Caused by: com.mchange.v2.resourcepool.TimeoutException: A client timed out while waiting to acquire a resource from com.mchange.v2.resourcepool.BasicResourcePool@7152381b – timeout at awaitAvailable()
com.vmware.horizon.directory.ldap.dc.commons.LdapPingChecker - Communication Error connecting to dc domcontrol.example.com for domain example.com
VMware Identity Manager = Workspace ONE Access 3.3.7
Restarting the nodes made all the active threads to be killed, hence the system could came up successfully straight after.

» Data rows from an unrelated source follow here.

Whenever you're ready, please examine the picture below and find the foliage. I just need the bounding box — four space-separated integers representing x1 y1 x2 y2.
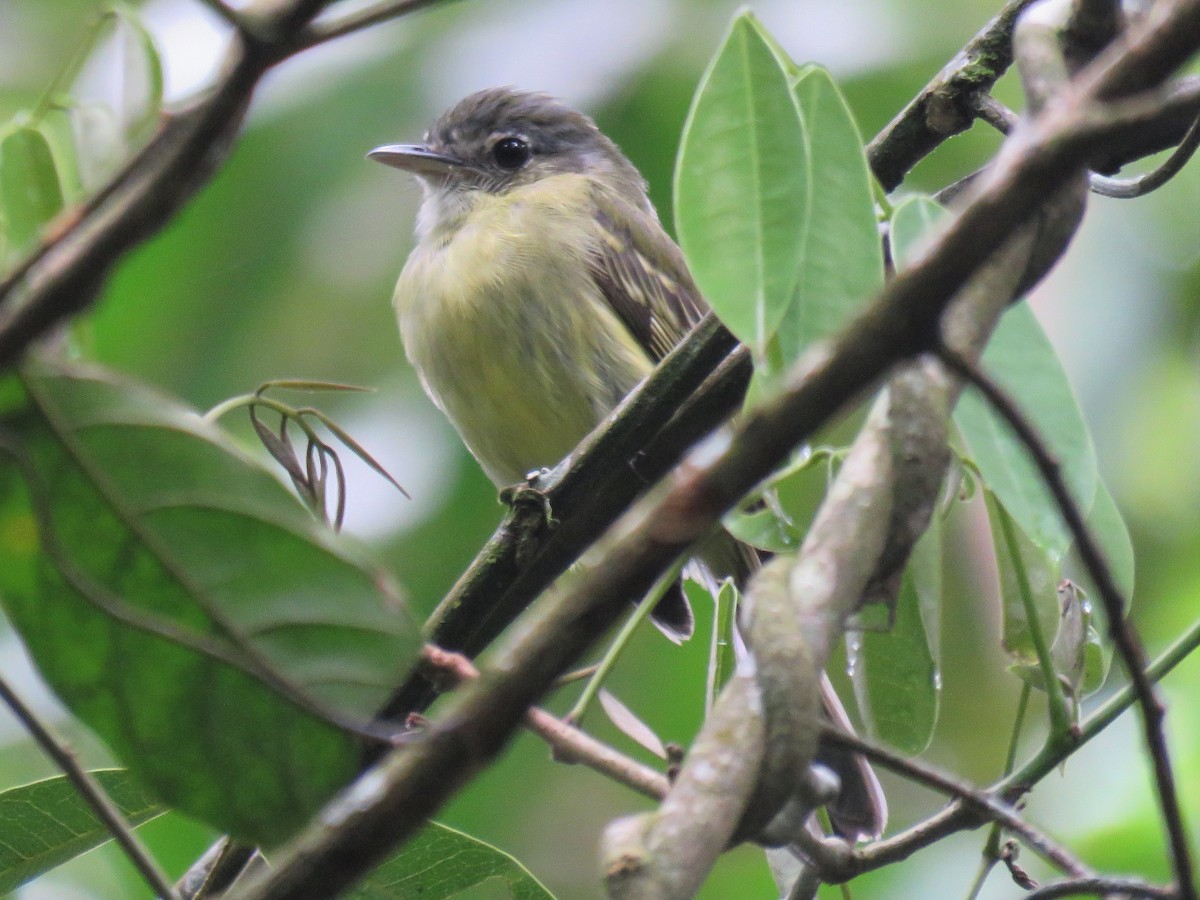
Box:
0 1 1194 898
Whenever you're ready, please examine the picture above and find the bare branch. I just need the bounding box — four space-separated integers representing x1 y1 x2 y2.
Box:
1023 876 1177 899
296 0 457 50
194 0 253 34
866 0 1040 191
422 646 670 801
176 838 257 899
970 92 1020 133
1090 108 1200 196
819 727 1090 879
831 615 1200 884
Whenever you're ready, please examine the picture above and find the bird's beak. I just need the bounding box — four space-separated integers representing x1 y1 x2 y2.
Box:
367 144 472 177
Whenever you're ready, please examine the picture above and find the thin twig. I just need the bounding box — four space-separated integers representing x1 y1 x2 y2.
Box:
422 647 670 801
1090 109 1200 196
824 613 1200 885
1005 614 1200 789
857 611 1200 885
936 346 1195 899
1022 876 1177 899
0 673 178 899
819 727 1090 878
194 0 252 33
970 92 1020 133
176 837 258 899
296 0 457 50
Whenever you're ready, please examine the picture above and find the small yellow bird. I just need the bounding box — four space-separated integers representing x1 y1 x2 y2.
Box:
371 87 883 839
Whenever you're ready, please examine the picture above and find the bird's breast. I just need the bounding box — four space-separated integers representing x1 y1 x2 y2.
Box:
393 176 651 486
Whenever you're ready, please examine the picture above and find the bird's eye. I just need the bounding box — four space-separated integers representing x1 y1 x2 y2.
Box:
492 136 531 169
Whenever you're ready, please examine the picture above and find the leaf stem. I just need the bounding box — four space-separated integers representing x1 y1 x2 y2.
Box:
566 558 686 725
995 506 1072 735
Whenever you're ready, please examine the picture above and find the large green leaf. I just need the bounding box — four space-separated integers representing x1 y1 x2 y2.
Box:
853 523 941 754
954 303 1098 559
0 769 164 894
0 358 421 846
772 67 884 367
674 11 809 358
349 821 554 899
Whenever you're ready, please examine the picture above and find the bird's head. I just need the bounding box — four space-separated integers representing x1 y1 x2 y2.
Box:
369 88 652 235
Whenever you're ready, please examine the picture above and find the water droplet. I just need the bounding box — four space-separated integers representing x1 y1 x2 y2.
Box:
845 633 862 678
932 669 943 691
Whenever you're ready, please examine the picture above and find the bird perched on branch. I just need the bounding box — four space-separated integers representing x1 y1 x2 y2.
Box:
370 86 884 841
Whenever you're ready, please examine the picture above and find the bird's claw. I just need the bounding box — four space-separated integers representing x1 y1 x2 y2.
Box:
499 467 559 527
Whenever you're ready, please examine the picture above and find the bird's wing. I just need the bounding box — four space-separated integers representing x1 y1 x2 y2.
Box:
586 184 709 362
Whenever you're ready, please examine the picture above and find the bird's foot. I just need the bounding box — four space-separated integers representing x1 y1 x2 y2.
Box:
499 467 559 528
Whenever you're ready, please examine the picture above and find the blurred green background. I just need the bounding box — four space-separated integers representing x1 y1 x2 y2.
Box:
0 1 1197 897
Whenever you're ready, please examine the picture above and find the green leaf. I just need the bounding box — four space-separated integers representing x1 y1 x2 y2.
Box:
723 450 828 552
0 770 165 894
599 688 667 759
706 578 738 709
772 67 884 367
954 302 1098 558
111 4 165 145
348 821 554 899
889 195 950 270
0 358 421 847
853 524 941 754
674 11 809 358
0 125 65 253
68 102 125 192
986 490 1062 665
1011 581 1105 712
1080 622 1106 695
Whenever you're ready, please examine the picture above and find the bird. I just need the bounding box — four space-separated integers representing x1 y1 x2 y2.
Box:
370 86 884 841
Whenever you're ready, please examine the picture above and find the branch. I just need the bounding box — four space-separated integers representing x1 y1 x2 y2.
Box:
194 0 255 35
936 347 1194 897
0 674 177 899
296 0 459 50
377 316 746 721
421 646 670 801
866 0 1040 191
1023 876 1177 899
818 727 1090 879
827 613 1200 884
176 838 257 899
1089 104 1200 196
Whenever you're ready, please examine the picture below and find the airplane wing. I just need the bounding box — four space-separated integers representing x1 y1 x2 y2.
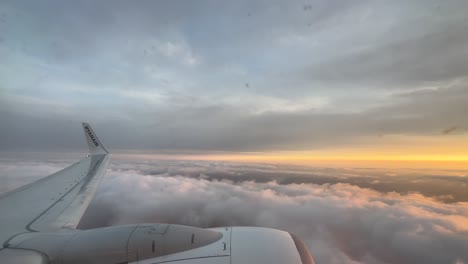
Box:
0 122 316 264
0 123 111 246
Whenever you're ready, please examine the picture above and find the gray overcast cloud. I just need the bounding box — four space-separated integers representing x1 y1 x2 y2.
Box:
1 0 468 152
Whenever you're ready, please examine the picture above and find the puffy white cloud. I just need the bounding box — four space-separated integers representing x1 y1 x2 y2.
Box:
1 155 467 263
77 160 468 264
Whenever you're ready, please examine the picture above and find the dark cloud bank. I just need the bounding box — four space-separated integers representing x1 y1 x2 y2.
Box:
1 155 467 264
1 1 468 152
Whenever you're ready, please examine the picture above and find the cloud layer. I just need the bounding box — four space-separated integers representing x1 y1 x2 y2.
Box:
1 155 467 264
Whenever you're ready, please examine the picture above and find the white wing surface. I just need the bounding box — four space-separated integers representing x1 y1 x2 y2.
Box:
0 123 111 247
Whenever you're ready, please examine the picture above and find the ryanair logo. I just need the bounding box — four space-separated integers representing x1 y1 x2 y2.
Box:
84 126 99 147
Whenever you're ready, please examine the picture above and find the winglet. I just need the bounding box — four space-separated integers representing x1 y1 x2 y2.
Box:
82 122 108 155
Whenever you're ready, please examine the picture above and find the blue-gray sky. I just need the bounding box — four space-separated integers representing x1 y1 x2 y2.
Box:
1 0 468 153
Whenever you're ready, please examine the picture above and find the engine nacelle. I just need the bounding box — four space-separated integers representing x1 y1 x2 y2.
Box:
6 224 314 264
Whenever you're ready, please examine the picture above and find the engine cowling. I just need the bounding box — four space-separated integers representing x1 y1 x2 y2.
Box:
5 224 314 264
229 227 315 264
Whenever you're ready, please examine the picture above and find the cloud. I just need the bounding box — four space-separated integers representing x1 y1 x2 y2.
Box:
0 153 80 193
155 41 200 66
304 23 468 87
0 1 468 152
70 159 468 264
2 81 467 152
1 155 467 263
443 126 458 135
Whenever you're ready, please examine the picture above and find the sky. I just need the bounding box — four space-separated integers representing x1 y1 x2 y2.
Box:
0 0 468 167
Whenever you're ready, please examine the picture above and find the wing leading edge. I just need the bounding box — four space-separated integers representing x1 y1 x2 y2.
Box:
0 123 111 248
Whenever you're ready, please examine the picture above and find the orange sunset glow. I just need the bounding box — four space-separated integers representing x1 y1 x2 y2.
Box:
115 134 468 169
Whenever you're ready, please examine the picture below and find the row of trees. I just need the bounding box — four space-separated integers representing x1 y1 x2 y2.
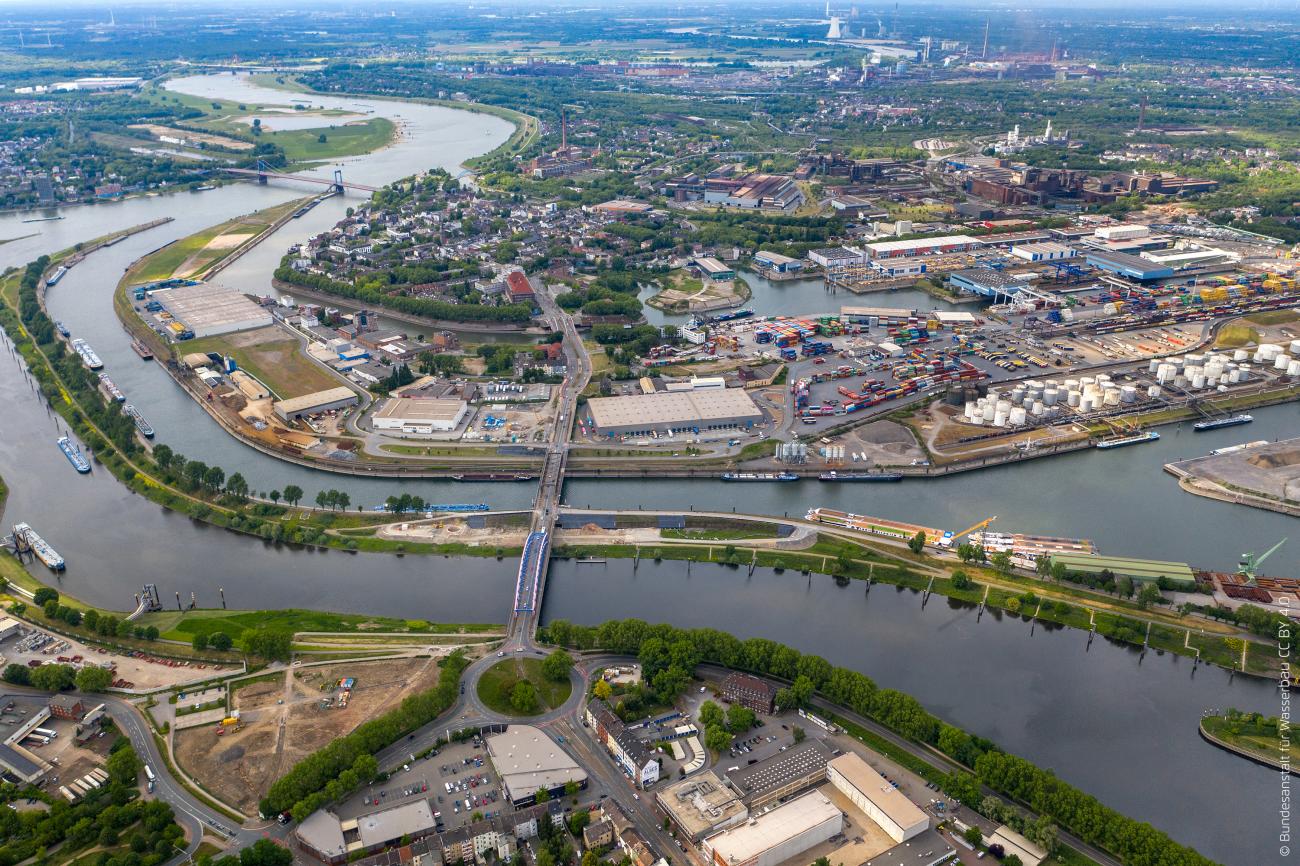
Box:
2 661 112 692
261 651 469 820
540 619 1217 866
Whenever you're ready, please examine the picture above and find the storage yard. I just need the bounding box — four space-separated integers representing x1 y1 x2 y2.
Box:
174 656 447 814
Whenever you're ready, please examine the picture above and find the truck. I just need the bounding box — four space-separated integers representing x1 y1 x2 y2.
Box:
144 765 156 792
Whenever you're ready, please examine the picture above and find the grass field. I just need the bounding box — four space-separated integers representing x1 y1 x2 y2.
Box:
1246 309 1300 326
476 657 571 716
270 118 395 163
138 608 499 642
1215 323 1259 348
130 200 304 283
185 327 342 398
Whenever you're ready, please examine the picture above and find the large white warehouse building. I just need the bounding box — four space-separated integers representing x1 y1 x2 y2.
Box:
702 790 841 866
827 753 928 843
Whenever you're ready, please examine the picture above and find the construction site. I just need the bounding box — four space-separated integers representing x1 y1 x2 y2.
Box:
173 656 449 816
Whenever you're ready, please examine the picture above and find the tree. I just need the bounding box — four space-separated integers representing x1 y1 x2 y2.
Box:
704 724 732 754
243 630 293 662
956 543 976 563
699 700 724 729
31 663 75 691
153 444 173 469
75 665 114 692
336 491 351 511
534 786 550 803
282 484 304 507
951 570 973 590
209 631 233 651
1137 584 1165 609
226 472 250 502
269 489 281 504
192 634 209 651
908 531 927 555
32 586 59 607
963 825 983 847
541 649 573 682
510 681 539 714
239 839 293 866
315 490 329 510
593 678 613 701
318 133 327 144
989 551 1013 574
2 663 31 685
204 465 226 492
726 704 756 734
791 725 806 743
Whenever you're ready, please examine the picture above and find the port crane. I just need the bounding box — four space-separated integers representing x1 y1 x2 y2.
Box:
1239 538 1287 585
952 516 997 541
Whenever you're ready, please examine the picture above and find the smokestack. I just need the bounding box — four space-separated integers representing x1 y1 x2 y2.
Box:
560 109 566 150
981 20 989 59
1137 95 1148 131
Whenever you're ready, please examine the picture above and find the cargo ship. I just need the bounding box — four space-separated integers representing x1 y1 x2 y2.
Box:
55 321 70 338
721 472 799 482
818 471 903 482
45 266 68 286
1095 430 1159 450
130 338 154 360
97 373 125 403
71 338 103 370
12 523 65 571
712 308 754 323
57 436 91 473
1193 414 1253 432
123 404 154 438
451 473 536 482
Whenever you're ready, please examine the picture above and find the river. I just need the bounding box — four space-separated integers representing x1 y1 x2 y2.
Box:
0 74 1288 866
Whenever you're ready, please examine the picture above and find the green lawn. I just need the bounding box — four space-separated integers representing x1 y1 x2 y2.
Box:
476 658 571 716
271 118 395 163
184 328 342 399
138 608 498 642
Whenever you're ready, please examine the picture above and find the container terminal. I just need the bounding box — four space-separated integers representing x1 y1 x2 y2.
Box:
56 436 91 474
9 523 65 571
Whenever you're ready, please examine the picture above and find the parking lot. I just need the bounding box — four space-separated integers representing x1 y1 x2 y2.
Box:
0 624 234 690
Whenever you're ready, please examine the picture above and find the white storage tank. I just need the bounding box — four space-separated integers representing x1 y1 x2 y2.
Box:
1290 339 1300 356
1067 390 1081 407
1009 407 1027 426
1289 360 1300 377
1148 359 1160 373
1079 395 1094 413
1120 385 1137 403
993 409 1009 427
1191 374 1206 389
1147 385 1162 398
1104 389 1121 406
982 402 996 422
1234 349 1249 362
1043 388 1059 406
1031 401 1046 415
1275 353 1292 371
1229 369 1244 384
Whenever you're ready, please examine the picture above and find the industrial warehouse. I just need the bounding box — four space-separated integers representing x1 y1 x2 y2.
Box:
584 389 765 437
486 725 588 807
272 387 360 422
371 397 469 434
701 790 842 866
149 281 274 338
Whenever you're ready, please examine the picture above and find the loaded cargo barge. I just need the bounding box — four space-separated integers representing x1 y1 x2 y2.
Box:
130 338 154 360
722 472 799 482
97 373 125 403
11 523 65 571
123 404 154 438
451 473 536 482
818 471 903 482
806 507 953 547
1194 414 1253 432
1096 431 1159 450
57 436 91 473
71 338 103 370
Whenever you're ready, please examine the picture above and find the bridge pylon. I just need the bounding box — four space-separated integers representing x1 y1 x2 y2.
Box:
332 168 345 194
256 159 270 185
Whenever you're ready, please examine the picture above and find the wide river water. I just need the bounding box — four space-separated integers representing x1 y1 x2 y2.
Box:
0 74 1288 865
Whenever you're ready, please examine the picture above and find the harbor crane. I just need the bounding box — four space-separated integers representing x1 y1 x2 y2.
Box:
1239 538 1286 585
953 516 997 541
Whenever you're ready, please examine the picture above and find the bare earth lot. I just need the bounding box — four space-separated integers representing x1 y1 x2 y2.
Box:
174 656 442 814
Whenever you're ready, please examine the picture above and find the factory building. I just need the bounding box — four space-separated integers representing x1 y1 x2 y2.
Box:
752 251 803 275
948 267 1030 300
656 771 749 843
487 725 588 807
371 397 468 434
827 753 928 843
585 389 763 437
151 281 274 338
1010 242 1077 262
702 791 841 866
693 258 736 282
1048 554 1196 589
1084 250 1174 282
701 173 804 211
865 235 979 259
273 387 360 422
808 247 867 270
0 696 53 783
725 739 837 809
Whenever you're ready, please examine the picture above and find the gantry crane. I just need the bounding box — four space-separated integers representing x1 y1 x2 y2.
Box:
953 516 997 541
1239 538 1287 585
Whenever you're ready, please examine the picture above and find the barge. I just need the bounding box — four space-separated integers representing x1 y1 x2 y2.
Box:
71 338 103 370
55 321 70 338
11 523 65 571
98 373 125 402
130 338 154 360
1095 431 1159 450
722 472 800 482
46 266 68 286
57 436 91 473
1193 414 1253 432
818 471 903 482
451 473 537 482
123 404 154 438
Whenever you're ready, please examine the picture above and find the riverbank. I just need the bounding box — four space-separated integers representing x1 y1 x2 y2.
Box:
1199 713 1297 775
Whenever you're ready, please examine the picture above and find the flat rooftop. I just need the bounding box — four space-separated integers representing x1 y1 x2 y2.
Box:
273 386 358 415
354 800 435 849
828 753 928 831
487 725 588 799
657 771 748 838
586 389 762 430
726 738 836 803
153 281 273 333
705 791 840 865
1049 553 1195 582
374 397 467 423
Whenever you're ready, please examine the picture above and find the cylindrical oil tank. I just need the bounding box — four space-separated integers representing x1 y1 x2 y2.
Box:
1147 385 1162 398
1067 390 1081 407
1234 349 1249 362
1043 388 1059 406
1120 385 1137 403
993 409 1009 427
1009 407 1027 426
1275 353 1292 371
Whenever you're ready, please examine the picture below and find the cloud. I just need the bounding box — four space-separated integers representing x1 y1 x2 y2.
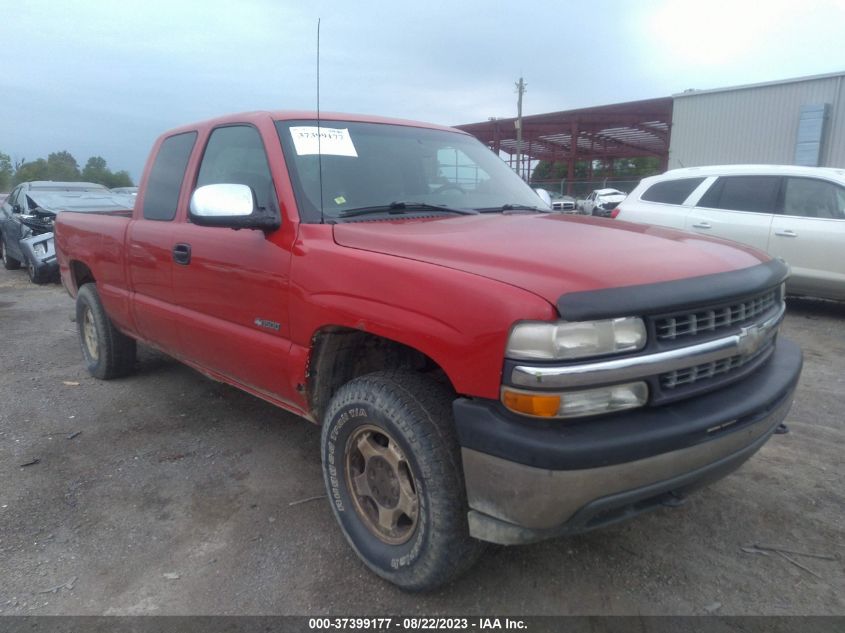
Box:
635 0 845 88
1 0 843 180
644 0 793 66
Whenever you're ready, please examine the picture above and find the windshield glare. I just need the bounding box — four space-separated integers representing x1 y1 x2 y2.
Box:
276 120 547 221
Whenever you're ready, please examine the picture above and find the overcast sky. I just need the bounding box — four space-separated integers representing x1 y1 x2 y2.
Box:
3 0 844 181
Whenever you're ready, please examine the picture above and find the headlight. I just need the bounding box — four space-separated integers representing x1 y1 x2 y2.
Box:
33 242 48 256
506 317 646 361
502 382 648 419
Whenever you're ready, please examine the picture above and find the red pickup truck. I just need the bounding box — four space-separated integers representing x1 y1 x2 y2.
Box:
55 111 802 590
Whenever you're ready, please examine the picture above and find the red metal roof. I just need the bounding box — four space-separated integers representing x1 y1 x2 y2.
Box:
456 97 672 164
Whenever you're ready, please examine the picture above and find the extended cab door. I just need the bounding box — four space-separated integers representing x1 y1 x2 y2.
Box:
168 123 296 403
684 175 779 251
127 131 198 351
769 176 845 300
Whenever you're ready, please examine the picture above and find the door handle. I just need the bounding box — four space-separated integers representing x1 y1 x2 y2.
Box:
774 229 797 238
692 222 712 229
172 243 192 265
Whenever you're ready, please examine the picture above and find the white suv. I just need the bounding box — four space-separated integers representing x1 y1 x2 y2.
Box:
614 165 845 301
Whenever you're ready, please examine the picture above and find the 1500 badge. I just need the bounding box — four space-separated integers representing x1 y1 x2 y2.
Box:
254 318 281 331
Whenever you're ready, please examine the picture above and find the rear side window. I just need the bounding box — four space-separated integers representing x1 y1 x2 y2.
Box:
640 177 705 204
697 176 780 213
783 177 845 219
143 132 197 221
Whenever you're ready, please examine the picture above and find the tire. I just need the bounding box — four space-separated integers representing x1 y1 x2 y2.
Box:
321 370 484 591
1 238 21 270
76 283 137 379
25 256 48 284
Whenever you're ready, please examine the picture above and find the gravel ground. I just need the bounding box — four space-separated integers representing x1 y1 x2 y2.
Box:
0 268 842 615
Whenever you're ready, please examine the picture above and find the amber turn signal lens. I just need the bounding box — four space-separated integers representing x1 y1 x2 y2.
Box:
501 389 561 417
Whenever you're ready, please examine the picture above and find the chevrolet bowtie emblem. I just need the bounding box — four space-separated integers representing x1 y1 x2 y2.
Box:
737 322 767 357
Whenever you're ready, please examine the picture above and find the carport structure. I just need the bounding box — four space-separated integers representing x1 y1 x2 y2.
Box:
456 97 673 193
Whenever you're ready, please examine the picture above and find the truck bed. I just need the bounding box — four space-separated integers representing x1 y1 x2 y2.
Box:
55 211 134 330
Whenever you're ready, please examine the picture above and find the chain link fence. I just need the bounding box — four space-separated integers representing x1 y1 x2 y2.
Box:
531 178 643 200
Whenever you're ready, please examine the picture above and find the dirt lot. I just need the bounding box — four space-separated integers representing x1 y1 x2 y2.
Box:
0 268 842 616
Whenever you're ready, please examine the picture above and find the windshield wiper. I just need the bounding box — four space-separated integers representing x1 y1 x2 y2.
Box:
476 204 550 213
338 201 478 219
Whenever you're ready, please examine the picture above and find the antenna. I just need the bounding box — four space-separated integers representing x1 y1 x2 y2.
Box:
317 18 325 224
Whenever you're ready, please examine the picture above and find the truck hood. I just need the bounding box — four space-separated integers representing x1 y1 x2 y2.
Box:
332 214 768 311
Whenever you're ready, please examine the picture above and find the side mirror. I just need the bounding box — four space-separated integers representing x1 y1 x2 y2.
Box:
189 183 280 230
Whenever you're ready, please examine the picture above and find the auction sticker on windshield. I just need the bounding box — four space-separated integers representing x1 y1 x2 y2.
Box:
290 126 358 157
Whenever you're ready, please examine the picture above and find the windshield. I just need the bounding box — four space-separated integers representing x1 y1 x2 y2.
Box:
275 120 547 222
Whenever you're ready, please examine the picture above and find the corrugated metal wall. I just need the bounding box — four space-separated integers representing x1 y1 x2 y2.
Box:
669 73 845 169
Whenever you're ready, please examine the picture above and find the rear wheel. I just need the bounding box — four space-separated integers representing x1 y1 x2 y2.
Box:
321 371 484 591
1 238 21 270
76 283 137 379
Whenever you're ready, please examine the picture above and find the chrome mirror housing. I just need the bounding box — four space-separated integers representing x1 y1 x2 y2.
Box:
190 183 255 218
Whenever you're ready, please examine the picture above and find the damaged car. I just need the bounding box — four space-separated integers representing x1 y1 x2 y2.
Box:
1 181 132 284
581 188 627 217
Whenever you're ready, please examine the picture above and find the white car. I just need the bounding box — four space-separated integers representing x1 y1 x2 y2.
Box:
614 165 845 301
582 188 627 217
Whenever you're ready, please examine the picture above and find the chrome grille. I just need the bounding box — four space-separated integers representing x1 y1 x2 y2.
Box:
655 289 778 341
660 340 773 389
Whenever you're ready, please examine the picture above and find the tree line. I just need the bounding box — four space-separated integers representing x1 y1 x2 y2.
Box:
531 157 660 183
0 150 134 192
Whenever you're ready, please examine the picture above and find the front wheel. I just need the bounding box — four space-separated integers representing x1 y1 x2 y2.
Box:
321 371 483 591
76 283 137 379
26 256 48 284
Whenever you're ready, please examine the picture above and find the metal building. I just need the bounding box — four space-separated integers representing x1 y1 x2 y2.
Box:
669 71 845 169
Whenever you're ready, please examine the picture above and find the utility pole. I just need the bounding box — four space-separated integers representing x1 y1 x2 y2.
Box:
515 77 526 180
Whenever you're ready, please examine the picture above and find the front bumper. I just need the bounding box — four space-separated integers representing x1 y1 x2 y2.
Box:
19 232 58 282
453 338 802 545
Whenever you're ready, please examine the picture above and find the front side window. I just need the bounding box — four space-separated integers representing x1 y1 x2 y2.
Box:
6 187 22 212
782 177 845 219
196 125 278 214
641 177 705 205
275 120 545 222
143 131 197 221
697 176 780 213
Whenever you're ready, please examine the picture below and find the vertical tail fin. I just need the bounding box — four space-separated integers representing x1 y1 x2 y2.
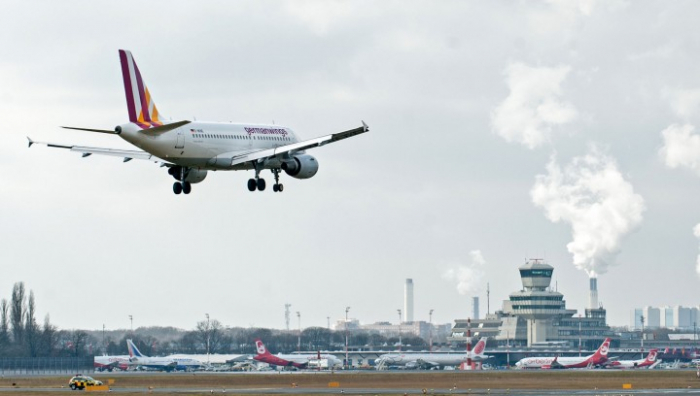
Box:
118 50 164 129
126 339 144 358
592 337 611 362
254 338 272 357
646 349 658 363
472 337 487 355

To avoid such issues in future, you can update the DB configuration datastore.poolConfig.maxPoolSize to new value 200 in the following file: /usr/local/horizon/conf/runtime-config.properties
This is how it looks in context.
Leave the other settings unchanged and edit maxPoolSize to have new value 200:
#DB connection pooling
datastore.poolConfig.numHelperThreads=10
datastore.poolConfig.maxPoolSize=150 -> datastore.poolConfig.maxPoolSize=200
datastore.poolConfig.minPoolSize=30
Once the file is saved, proceed with the restart of all nodes in the cluster.
Keep in mind there will be a downtime of a few minutes while the nodes restart.